= Michele Carlo Frari =

Michele Carlo Frari (also mentioned as Mihovil Frari in Croatian sources) (1813, Split - 1896, Padua?) was a professor of obstetrics in Padua from 1843 until 1889.

==Life and work==
Michele Frari was the author of many obstetrical scientific articles and the inventor of various obstetrical instruments, including the so-called "Frari Forceps". He also published a textbook on obstetrics “Obstetrics theoretical and practical”, with its second edition that appeared in 1876.
Michele Frari, who was the son of famous Šibenik-born physician and epidemiologist, Angelo Antonio Frari, also participated in the social life of Šibenik: in 1889 he took part in the discussion about possible location of Niccolò Tommaseo’s monument in Šibenik.

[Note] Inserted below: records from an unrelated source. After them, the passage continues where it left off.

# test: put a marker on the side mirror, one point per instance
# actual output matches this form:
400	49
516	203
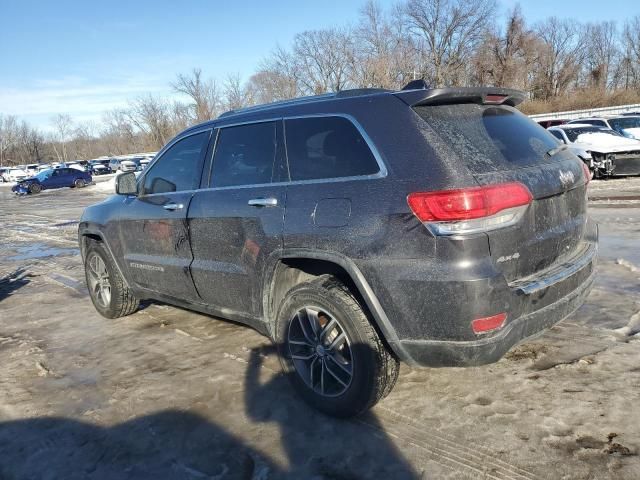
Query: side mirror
126	184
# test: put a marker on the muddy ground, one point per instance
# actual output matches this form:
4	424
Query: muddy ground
167	393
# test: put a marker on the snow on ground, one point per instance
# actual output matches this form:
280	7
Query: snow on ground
167	393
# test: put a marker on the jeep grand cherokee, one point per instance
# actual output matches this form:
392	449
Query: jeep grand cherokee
437	227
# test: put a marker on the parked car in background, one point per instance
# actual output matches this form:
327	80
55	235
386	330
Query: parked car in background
128	166
77	166
552	123
15	175
53	178
605	151
356	229
31	169
626	125
99	169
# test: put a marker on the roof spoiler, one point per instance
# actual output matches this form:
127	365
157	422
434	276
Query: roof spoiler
447	96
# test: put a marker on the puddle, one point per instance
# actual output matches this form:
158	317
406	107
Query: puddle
40	250
614	246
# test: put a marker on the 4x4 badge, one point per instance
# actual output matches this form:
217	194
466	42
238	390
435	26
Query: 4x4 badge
567	178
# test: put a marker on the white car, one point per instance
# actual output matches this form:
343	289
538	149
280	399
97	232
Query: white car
31	169
626	125
128	166
15	175
605	152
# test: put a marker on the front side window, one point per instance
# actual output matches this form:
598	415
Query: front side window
177	170
557	134
244	155
327	147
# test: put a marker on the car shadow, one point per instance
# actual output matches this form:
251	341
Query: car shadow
13	281
175	444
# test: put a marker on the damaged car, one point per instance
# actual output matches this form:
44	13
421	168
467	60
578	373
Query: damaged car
606	152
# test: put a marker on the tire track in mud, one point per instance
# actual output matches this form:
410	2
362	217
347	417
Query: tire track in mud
447	451
476	462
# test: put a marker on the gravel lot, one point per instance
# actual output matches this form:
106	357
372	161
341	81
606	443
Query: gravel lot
167	393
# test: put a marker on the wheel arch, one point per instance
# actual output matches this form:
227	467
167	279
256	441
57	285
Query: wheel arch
291	267
87	234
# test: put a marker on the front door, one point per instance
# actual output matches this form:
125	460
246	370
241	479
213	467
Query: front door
153	231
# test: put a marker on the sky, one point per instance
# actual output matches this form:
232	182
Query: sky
85	57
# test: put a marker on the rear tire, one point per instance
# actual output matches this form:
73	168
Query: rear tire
107	289
340	367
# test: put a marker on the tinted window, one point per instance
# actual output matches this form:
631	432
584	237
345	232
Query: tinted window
327	147
490	137
557	134
244	155
177	169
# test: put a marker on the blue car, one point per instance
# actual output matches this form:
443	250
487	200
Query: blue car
53	178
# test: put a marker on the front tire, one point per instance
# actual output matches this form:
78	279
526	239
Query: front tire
107	289
330	351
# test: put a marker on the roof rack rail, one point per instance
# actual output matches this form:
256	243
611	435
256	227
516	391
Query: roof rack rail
418	84
356	92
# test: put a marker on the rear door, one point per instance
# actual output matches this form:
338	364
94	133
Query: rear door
498	144
153	229
236	223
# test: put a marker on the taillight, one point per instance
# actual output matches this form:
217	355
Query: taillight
587	172
487	324
470	210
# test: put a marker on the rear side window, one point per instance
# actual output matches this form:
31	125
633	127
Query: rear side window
327	147
244	155
490	137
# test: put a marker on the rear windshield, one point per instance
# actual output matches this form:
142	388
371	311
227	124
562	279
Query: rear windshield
490	137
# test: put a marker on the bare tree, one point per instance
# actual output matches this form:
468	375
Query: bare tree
601	53
385	54
152	116
63	125
506	58
204	94
449	31
323	59
235	94
560	57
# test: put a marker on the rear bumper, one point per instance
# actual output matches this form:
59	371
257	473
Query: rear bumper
431	311
441	353
626	166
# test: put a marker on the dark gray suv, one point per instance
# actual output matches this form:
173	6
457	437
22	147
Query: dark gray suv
437	227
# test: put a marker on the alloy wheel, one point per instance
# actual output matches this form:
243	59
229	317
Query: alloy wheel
99	282
320	351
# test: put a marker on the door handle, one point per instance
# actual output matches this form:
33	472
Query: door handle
263	202
173	206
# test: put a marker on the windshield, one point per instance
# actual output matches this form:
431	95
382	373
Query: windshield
624	123
43	175
572	133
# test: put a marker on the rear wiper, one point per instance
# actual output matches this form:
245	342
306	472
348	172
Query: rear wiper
558	149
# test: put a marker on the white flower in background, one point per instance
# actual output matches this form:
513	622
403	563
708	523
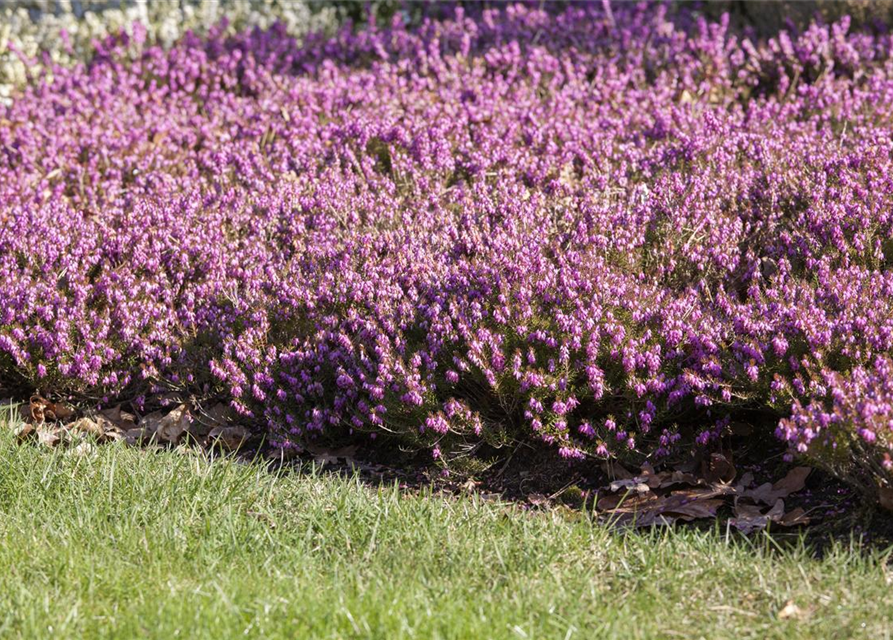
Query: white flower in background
34	27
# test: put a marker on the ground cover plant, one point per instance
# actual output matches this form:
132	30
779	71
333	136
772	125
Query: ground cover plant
610	231
124	542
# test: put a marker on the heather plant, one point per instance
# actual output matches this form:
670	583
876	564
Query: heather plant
608	231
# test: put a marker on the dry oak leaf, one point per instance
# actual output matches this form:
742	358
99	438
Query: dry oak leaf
168	427
885	497
24	430
48	436
88	426
768	493
791	610
229	438
749	517
117	419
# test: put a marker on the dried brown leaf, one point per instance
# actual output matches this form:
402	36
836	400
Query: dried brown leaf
885	497
88	426
791	611
719	469
794	518
116	418
48	436
750	517
229	438
768	493
742	429
633	484
167	427
23	431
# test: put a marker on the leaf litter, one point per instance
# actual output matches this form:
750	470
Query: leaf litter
695	490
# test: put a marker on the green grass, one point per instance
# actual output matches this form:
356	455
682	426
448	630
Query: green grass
131	543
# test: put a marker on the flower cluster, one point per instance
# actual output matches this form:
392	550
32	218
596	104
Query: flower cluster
849	430
608	231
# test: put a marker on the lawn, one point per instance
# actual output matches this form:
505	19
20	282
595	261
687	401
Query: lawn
125	542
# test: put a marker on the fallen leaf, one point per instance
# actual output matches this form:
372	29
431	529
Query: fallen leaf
615	470
116	418
169	427
48	437
885	497
323	455
283	454
750	517
741	429
768	493
633	484
744	481
229	438
137	436
627	502
22	431
719	469
794	518
791	610
83	449
42	410
88	426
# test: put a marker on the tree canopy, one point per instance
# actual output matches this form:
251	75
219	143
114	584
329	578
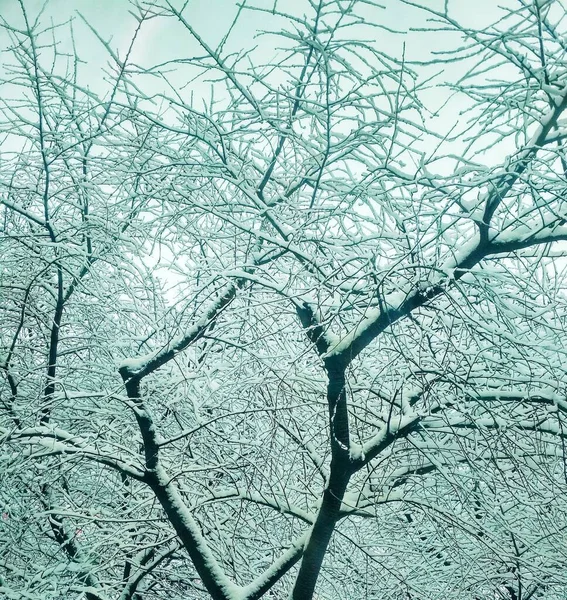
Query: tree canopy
285	318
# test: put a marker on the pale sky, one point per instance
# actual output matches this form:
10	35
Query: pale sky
164	39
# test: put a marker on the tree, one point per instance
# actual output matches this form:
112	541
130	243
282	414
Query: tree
296	336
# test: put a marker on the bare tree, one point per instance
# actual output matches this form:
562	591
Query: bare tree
270	328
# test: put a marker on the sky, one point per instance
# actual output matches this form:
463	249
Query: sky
160	40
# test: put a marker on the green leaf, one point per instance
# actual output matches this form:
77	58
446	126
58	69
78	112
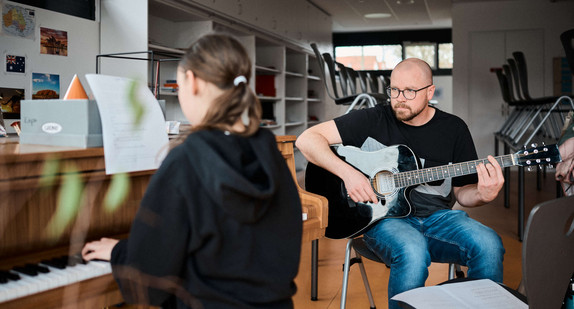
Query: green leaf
117	192
135	104
69	198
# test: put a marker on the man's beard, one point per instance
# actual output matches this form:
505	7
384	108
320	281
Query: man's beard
408	116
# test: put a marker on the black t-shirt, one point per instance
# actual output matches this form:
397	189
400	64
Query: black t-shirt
443	140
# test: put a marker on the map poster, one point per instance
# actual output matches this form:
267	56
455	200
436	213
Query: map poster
18	21
10	102
15	64
45	86
53	42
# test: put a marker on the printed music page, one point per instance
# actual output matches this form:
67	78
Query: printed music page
130	144
474	294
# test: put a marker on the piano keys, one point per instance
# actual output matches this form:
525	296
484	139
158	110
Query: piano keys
28	203
31	279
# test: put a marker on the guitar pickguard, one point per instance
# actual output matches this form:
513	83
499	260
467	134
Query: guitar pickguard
347	218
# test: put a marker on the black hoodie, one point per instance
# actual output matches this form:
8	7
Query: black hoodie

==Reflections on Frari's work==
As a response to criticism by Dr Ferdinando Moroni, Dr Ghirotti from Padua vehemently defended Frari’s work in "Giornale veneto di science mediche" in 1868. Ghirotti accused Moroni of ignorance and avidity (as “being the aspirant on the position at the Cathedra in Padua”). Ghirotti discussed the obstetrical issues which were mentioned in the Frari's textbook, such as symphisiotomy, pelvic/fetal head diameters, fetal/maternal auscultation, geminal and extra-uterine pregnancy, mola, menstrual cycles, anatomical variations of the uterus, maternal alimentation, infertility, and death in utero. He concluded that Professor Michele Carlo Frari was a highly qualified obstetrician and skilled surgeon, reliable and extremely appreciated for his work, and that his textbook was “written according to true principals of the art, with the right criteria and argumentation, based on proper experience and on opinions of celebrated obstetricians of various nations” (20).

==Sources==
- Krnić A. Giuseppe and Aloysius Frari's Works on Rabies and History of Frari Medical Family of Šibenik, Dalmatia. Croat Med J. 2007 June; 48(3): 378–390.